Arnold had started out strong with his explanation but as he got further into talking about his feelings, especially those that he knew existed for some time but could no longer contain them, he found himself just babbling with no end in sight. Therefore, Arnold was actually quite grateful when Helga had interrupted him when she did.

"I'm not following any of this…What did you lie about?" Helga interrupted as she leaned back to look in Arnold's eyes, her two eyebrows furrowing in confusion (she separated her unibrow when she started junior high the previous year).

As Helga waited for an answer, Arnold was trying to figure out the best way to explain but he knew that words were obviously not going to help him out this time and he was better off just showing her. After realizing this, Arnold tried summoning up the courage to do just that.
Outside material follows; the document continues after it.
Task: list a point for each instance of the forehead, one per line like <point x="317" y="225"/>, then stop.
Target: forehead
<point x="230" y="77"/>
"This," Arnold answered. And as Helga started to ask him what he was talking about, he silenced her by crushing his lips against hers.

A/N: I guess ending this here makes me kind of evil, huh? (Mwahaha!) Seriously though, that was not my intention. Separating parts 2 and 3 here made the most sense to me because both parts will still flow ok. I think part 3 will be the last part. Fair warning, it's the part I couldn't finish before my break ended so that means that I don't have an official timeframe regarding when I'll get it done, but do I ever? Haha. Anyways, hope you enjoyed this!

Update: Forgot to mention that there was a song reference in this part. Did you find it? There may be 2 in this chapter but I can't remember!